Concluding significant agreements resulting in selling assets of significant value by the Issuer’s subsidiaries and purchasing them by other subsidiaries of the Issuer

Current report No. 16/2016 of June 22, 2016
Wednesday, June 22, 2016

Legal basis:  Article 56.1.2 of the Act on Public Offering – current and periodical information

The Management Board of Polski Holding Nieruchomości S.A. (“PHN” or the “Issuer”) hereby informs that on June 21, 2016, the Issuer’s subsidiaries: PHN 6 Sp. z o.o. (“PHN 6”), PHN 3 Sp. z o.o. (“PHN 3”), PHN FOKSAL PHN 4 Sp. z o.o. S.K.A. (“PHN FOKSAL”) and PHN SPV 11 PHN 4 Sp. z o.o. S.K.A. (“PHN SPV 11”) concluded agreements resulting in the sale by PHN 6 and purchase by PHN SPV 11, and the sale by PHN 3 and purchase by PHN FOKSAL, of debts in the form of bonds whose total value exceeded 10% of the Issuer’s equity.

By resolution of the Extraordinary General Meeting of PHN SPV 11 of June 21, 2016, the share capital of PHN SPV 11 was increased from PLN 3,099,950 to PLN 16,474,950, i.e. by PLN 13,375,000, by issuing 267,500 new, ordinary registered B series shares with a nominal value of PLN 50 each, which have been taken up by PHN 6 for a total issue price of PLN 165.4 million, against in-kind contribution of bonds issued by PHN SPV 11 and held by PHN 6.

By resolution of the Extraordinary General Meeting of PHN FOKSAL of June 21, 2016, the share capital of PHN FOKSAL was increased from PLN 50,000 to PLN 60,000, i.e. by PLN 10,000, by issuing 200 new, ordinary registered B series shares with a nominal value of PLN 50 each, which have been taken up by PHN 3 for a total issue price of PLN 35.4 million, against in-kind contribution of bonds issued by PHN FOKSAL and held by PHN 3.

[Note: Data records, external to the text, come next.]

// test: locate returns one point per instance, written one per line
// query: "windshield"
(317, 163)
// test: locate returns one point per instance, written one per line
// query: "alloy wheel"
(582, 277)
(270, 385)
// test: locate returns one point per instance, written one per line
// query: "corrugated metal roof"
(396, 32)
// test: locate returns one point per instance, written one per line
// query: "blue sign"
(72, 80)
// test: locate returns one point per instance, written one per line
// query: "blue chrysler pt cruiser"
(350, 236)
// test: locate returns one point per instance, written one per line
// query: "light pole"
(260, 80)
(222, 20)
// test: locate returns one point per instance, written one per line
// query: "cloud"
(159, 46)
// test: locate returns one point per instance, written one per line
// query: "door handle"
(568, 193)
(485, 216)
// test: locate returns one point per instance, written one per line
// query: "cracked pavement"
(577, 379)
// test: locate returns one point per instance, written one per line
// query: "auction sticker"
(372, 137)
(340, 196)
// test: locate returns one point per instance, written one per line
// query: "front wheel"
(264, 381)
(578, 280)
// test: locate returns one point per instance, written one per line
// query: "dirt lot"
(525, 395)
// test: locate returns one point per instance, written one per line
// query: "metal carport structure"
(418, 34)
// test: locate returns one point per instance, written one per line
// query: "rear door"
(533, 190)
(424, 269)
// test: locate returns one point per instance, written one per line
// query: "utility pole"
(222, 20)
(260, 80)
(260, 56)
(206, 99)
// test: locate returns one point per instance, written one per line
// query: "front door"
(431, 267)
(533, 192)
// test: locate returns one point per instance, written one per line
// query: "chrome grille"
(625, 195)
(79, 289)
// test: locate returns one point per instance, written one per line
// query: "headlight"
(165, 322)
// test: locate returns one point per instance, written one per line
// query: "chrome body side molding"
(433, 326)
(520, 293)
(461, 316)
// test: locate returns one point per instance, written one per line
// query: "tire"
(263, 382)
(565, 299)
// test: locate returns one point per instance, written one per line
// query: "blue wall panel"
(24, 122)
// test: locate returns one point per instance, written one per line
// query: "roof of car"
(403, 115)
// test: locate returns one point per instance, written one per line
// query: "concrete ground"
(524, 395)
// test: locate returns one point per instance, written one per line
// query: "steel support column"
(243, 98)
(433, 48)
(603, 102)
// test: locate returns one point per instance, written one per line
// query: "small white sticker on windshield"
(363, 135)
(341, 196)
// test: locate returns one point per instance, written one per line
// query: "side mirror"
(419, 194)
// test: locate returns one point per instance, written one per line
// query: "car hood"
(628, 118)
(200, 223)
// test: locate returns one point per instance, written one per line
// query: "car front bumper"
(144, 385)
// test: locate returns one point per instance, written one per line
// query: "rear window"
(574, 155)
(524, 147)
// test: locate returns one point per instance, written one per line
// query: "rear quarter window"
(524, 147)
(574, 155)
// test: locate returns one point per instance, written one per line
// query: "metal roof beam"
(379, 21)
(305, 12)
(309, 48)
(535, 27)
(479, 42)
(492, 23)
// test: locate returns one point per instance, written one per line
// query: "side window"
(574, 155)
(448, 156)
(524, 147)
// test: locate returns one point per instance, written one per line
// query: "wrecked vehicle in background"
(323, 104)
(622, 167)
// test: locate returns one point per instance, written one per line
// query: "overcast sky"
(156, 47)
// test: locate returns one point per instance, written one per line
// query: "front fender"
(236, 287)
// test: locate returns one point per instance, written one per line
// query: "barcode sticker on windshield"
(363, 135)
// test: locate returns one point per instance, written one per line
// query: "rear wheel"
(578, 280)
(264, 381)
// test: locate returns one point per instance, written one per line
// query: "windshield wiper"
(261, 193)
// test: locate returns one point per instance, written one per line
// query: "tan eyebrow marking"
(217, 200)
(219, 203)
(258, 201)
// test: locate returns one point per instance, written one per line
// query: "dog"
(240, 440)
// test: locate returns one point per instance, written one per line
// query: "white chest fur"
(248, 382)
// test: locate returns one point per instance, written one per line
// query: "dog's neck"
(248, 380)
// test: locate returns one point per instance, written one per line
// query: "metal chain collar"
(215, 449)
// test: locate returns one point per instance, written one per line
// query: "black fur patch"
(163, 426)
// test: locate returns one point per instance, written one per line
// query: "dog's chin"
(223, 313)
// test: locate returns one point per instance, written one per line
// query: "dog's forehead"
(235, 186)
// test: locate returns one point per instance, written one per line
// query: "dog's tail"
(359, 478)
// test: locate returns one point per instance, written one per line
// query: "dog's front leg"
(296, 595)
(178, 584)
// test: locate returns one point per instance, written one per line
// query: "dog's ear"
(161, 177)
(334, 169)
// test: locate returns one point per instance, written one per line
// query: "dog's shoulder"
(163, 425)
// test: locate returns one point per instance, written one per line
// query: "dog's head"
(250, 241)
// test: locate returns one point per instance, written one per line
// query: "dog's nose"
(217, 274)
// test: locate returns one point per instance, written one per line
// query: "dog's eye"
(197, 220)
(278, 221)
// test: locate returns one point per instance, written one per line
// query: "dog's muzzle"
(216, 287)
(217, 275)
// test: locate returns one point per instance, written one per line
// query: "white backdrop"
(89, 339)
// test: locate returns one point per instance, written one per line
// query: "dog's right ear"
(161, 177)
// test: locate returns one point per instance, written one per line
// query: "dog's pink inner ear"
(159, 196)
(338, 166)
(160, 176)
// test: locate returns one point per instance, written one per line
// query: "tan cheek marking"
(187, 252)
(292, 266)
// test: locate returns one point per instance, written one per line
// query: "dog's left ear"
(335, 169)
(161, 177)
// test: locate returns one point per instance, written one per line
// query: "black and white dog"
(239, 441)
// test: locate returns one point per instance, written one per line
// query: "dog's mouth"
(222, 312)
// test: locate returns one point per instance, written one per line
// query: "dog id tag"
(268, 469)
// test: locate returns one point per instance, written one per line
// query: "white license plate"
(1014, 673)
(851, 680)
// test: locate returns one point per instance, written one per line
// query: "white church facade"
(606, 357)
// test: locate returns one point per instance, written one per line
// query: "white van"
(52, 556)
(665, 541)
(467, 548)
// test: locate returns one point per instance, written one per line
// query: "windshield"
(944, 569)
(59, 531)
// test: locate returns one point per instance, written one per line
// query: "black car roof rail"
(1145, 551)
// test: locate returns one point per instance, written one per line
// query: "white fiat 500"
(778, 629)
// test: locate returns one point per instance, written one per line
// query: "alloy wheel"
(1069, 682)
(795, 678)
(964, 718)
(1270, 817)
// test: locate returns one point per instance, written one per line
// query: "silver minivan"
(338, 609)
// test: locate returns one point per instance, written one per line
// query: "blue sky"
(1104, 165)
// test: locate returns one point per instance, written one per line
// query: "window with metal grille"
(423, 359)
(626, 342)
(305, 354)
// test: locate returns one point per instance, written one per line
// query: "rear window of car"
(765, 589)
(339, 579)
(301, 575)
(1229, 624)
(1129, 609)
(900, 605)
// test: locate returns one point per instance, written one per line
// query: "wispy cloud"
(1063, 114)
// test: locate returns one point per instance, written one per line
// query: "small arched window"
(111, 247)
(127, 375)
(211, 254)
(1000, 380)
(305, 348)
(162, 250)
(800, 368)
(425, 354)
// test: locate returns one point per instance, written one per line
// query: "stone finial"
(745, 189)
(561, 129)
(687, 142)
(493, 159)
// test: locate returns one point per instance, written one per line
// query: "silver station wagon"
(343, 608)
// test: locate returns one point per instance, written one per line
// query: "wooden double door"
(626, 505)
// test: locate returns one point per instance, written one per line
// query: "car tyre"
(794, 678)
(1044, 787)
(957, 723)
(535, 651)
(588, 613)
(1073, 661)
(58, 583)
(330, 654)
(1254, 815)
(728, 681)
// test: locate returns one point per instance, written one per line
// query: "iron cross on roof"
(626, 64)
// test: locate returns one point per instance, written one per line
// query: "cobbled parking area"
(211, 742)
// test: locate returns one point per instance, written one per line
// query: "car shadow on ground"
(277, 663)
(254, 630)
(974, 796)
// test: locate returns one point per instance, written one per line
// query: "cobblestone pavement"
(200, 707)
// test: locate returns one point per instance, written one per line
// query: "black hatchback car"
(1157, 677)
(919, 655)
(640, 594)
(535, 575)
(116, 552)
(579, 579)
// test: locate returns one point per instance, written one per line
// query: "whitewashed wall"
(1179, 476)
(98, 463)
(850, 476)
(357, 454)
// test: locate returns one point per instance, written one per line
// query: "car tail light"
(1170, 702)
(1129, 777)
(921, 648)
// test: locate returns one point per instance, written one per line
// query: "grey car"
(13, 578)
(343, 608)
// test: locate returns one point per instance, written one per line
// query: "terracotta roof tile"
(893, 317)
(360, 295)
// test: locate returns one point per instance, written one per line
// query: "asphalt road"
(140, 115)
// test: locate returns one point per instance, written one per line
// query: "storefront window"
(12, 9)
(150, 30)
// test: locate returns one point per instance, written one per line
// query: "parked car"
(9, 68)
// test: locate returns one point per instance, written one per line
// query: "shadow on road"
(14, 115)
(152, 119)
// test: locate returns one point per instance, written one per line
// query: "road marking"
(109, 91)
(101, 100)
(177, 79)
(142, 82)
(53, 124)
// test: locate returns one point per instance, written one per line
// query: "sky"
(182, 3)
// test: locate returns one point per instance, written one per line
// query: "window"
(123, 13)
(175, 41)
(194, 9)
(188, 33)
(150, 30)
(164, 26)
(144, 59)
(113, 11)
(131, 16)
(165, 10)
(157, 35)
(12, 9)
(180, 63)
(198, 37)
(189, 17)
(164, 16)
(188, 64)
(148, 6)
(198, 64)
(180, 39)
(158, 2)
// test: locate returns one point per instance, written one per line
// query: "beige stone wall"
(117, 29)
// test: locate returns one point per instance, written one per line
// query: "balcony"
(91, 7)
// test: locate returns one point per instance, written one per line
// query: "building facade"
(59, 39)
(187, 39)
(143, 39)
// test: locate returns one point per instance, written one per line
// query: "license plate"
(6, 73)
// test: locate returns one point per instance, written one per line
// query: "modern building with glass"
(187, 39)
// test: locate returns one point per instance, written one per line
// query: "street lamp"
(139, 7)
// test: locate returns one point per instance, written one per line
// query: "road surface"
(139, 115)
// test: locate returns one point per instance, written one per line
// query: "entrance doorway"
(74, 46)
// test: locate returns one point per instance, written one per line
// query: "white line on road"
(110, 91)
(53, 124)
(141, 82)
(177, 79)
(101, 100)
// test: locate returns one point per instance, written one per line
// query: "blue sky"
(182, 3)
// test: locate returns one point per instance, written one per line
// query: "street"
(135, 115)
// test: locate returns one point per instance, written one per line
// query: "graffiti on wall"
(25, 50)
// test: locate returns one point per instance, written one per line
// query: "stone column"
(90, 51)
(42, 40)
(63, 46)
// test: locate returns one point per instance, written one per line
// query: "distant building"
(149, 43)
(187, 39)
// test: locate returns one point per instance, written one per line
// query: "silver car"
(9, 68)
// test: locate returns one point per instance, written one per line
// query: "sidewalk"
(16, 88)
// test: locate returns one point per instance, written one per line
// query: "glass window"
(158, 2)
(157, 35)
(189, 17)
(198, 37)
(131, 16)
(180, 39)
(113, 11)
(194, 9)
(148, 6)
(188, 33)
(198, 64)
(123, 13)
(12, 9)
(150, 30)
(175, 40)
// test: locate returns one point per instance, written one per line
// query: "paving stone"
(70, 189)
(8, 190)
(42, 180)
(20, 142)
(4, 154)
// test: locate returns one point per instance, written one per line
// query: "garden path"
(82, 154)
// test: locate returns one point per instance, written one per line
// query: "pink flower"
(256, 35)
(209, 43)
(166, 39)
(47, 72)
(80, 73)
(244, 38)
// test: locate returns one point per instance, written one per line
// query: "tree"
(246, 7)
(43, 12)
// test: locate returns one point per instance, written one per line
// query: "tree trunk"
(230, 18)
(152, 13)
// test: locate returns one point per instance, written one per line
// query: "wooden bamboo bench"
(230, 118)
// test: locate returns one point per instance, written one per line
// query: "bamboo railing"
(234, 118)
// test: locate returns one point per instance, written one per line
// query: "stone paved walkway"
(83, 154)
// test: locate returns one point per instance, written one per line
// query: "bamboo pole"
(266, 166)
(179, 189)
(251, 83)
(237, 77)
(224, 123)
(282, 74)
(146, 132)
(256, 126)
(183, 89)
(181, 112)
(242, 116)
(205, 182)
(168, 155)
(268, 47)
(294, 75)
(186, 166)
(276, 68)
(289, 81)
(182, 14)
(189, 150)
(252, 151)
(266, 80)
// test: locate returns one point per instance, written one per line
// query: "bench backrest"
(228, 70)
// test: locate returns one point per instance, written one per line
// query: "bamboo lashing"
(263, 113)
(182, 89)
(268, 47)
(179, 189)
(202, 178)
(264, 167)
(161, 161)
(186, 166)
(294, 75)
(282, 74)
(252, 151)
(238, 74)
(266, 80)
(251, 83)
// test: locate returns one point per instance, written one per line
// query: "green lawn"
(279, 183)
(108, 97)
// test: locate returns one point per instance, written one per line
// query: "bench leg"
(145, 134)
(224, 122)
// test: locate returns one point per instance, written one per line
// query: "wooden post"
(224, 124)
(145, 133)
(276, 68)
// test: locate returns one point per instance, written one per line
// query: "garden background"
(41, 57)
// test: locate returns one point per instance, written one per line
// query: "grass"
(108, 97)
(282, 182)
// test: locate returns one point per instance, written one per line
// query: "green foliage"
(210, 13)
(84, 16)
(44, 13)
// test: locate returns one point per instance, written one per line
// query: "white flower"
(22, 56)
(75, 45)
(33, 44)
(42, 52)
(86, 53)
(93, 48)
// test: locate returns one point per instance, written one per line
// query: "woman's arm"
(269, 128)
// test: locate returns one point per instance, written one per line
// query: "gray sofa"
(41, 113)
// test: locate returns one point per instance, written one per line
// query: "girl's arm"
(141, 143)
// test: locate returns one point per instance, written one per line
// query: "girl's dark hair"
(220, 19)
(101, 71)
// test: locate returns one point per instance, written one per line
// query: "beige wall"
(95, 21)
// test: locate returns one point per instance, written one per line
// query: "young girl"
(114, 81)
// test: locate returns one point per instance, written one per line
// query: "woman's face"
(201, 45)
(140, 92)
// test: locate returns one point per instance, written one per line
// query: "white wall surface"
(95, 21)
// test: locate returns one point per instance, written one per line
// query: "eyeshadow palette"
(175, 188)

Prior to increasing the share capital of PHN FOKSAL, PHN 3 held no shares in PHN FOKSAL, and after the increase PHN 3 will have 16.67% of PHN FOKSAL share capital. Prior to increasing the share capital of PHN SPV 11, PHN 6 held no shares in PHN 11, and after the increase PHN 6 will have 81.18% of PHN SPV 11 share capital.

Bonds issued by PHN SPV 11 and PHN FOKSAL constituting in-kind contribution were part of fixed assets, and contributing them to PHN SPV 11 and PHN FOKSAL by PHN 6 and PHN 3 forms part of restructuring their debt and changing the financing of assets by equity in order to improve the effectiveness of their operations.

The sole general partner in PHN SPV 11 and PHN FOKSAL is PHN 4 Sp. z o.o. based in Warsaw, in which President of the Issuer’s Management Board serves as Vice-President of the Management Board, Vice-President of the Issuer’s Management Board serves as President of the Management Board, and Member of the Issuer’s Management Board for Finance has the same function. There are no relations between the persons who manage or supervise the Issuer and the persons who manage or supervise PHN 3 and PHN 6.

The total value of the agreements exceeds 10% of the Issuer’s equity, so they meet the criterion of agreement of significant value.

Legal basis:
Article 5.1.1 and 5.1.3 in relation with Article 7 and 9 of the Regulation of Minister of Finance of February 19, 2009 on current and periodical information published by issuers of securities and the conditions of recognizing information required by the regulations of non-member states as equivalent (Journal of Laws 2009 No. 33, item 259, as amended).